It’s time to do away with Daylight Saving Time

Rewon Shimray | Cartoonist

You may have noticed that we were robbed of an hour of sleep this weekend. Daylight Saving Time, sometimes known as “spring forward,” seemed especially cruel this year as it fell the Sunday after spring break. It does not have to be this way; two states and several U.S. territories do not observe daylight saving time, and the rest of the country shouldn’t either.

The first U.S. law on Daylight Saving Time went into effect on March 19, 1918, about a year after the United States entered World War I. The law was passed with the intent of saving fuel by utilizing more natural light. Although the official reason for Daylight Saving Time was fuel saving, the U.S. Chamber of Commerce was the major supporter of the policy. People getting off work while it was still light out meant they would be more likely to go out shopping in the evening, thus making more money for the country’s capitalist economy. While this may have been a good idea for the country at the time, we are no longer participating in a world war and certainly do not have any problem spending money with or without daylight, thanks to online shopping.

The combination of lost sleep and loss of natural light can make the road even more dangerous. Research shows that the transition into daylight saving time causes a spike in fatal car crashes every year. One study published last year in the American Economic Journal reports that the change is responsible for more than 30 deaths and $275 million in damage each year. Another earlier study shows the bulk of those accidents occur the Monday following the spring shift, when drivers haven’t gotten used to the sleep loss or light difference yet.

Research presented at the 2016 American Academy of Neurology’s annual meeting found that in Finland strokes increase about eight percent in the two days following both the spring and fall time changes. In the United States, the number of heart attacks spikes about 25 percent the Monday following the spring change, though the Tuesday after the “fall back” time change, there is a 21 percent drop in the number of heart attacks.
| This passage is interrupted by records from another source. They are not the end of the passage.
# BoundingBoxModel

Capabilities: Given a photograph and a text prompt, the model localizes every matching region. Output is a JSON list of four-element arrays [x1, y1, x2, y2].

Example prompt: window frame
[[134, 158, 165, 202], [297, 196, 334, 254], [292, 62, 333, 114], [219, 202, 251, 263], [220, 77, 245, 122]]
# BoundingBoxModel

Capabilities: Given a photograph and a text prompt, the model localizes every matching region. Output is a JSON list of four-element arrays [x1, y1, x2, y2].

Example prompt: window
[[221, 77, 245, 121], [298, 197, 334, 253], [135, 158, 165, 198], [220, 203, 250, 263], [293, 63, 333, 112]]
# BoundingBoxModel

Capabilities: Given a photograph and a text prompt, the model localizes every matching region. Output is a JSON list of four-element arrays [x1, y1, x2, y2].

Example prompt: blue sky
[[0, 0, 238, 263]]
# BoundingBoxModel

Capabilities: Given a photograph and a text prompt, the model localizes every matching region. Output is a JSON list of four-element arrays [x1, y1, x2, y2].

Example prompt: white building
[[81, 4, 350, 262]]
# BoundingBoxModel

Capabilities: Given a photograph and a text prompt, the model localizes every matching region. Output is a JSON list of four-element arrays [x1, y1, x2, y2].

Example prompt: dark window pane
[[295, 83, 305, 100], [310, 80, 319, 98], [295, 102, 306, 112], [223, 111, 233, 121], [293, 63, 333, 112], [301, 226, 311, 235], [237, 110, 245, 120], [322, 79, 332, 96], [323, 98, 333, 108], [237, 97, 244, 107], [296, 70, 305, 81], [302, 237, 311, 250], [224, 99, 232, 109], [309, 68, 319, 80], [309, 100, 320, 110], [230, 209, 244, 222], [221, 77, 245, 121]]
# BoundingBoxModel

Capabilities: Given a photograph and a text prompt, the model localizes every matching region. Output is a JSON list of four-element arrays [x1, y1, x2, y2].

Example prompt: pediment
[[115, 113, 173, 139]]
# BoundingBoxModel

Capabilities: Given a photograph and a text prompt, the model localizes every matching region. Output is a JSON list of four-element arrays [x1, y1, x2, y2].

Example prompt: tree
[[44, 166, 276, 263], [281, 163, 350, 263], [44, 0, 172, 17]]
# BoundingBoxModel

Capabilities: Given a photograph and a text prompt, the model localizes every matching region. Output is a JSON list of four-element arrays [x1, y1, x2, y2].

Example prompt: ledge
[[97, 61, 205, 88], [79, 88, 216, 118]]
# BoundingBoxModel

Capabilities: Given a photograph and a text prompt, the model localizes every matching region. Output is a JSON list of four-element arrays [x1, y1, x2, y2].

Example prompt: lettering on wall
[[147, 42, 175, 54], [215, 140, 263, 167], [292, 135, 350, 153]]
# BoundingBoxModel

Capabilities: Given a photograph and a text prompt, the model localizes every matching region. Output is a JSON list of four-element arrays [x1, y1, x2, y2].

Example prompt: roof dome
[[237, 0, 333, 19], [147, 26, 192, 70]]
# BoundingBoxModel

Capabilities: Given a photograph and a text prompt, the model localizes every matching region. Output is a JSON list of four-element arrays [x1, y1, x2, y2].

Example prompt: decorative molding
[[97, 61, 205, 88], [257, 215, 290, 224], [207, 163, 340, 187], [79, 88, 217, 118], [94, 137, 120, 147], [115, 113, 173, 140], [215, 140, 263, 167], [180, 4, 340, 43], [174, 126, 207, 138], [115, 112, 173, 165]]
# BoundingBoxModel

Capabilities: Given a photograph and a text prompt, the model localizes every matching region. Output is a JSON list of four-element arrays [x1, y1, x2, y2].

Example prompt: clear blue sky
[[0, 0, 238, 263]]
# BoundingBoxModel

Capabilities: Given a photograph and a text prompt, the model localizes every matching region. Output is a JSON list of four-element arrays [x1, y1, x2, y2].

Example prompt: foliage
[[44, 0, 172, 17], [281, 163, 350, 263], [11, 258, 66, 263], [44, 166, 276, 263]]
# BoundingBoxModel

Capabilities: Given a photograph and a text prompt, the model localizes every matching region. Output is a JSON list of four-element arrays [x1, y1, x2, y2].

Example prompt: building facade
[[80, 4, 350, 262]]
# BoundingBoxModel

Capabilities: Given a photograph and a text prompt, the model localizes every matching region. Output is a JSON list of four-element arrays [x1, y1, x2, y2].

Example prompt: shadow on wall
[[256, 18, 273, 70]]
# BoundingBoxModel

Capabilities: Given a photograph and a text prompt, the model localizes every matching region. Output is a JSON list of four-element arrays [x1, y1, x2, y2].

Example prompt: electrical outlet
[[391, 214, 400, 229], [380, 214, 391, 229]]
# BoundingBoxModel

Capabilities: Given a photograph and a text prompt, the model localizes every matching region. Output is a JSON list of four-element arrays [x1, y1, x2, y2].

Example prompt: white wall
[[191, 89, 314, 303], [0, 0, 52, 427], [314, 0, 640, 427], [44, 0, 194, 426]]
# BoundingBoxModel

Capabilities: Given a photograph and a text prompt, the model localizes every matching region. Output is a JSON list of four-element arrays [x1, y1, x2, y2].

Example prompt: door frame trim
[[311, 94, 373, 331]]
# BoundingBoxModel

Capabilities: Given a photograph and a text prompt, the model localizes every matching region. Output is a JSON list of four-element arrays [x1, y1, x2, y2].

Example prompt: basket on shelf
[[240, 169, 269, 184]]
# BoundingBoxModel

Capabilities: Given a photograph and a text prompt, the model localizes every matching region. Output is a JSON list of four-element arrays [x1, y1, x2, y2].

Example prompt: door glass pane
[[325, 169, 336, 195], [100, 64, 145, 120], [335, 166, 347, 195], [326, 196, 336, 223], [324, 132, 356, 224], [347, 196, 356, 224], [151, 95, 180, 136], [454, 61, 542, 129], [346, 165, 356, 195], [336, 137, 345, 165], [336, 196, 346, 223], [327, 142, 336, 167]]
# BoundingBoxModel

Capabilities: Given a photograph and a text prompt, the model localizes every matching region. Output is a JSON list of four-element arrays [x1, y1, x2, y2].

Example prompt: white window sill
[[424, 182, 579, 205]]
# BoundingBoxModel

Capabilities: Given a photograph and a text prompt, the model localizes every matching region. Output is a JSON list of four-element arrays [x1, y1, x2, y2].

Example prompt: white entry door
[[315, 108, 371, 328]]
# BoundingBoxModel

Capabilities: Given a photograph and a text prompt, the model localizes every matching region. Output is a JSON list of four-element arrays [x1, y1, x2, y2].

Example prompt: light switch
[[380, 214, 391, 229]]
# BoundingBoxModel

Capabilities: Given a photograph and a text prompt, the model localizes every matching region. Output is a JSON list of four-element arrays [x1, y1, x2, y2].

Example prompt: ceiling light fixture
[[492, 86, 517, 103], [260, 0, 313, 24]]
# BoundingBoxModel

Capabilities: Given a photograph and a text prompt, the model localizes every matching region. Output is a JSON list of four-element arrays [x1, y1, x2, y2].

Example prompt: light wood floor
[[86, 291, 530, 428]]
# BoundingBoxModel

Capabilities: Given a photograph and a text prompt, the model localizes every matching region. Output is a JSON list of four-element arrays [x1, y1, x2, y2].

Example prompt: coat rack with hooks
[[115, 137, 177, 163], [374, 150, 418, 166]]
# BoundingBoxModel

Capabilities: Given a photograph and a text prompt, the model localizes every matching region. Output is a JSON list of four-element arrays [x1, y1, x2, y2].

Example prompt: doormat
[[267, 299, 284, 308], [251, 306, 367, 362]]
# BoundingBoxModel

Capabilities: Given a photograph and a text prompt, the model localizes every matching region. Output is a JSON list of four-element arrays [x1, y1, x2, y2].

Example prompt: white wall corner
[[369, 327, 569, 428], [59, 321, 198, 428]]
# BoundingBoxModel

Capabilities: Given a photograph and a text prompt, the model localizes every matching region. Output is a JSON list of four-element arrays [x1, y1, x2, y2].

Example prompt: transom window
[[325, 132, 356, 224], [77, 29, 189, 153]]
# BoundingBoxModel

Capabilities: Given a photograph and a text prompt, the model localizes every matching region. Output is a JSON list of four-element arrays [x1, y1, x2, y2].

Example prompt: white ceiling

Now as we said, it does not have to be this way. Arizona and Hawaii are one step ahead of the game and do not observe daylight saving time.

Most of Arizona hasn’t observed daylight saving time since 1968, when the state legislature opted out of 1966’s Uniform Time Act. Hawaii abandoned the Uniform Time Act a year before Arizona, in 1967, simply because of its relative proximity to the equator, which makes Daylight Saving Time unnecessary. A handful of U.S. territories also don’t observe Daylight Saving Time, including Puerto Rico, Guam, American Samoa and the U.S. Virgin Islands.

States can pass local laws opting out of Daylight Saving Time, and they should, so we can all see the benefits of a consistent sleep and daylight schedule and avoid the harms of drastic changes.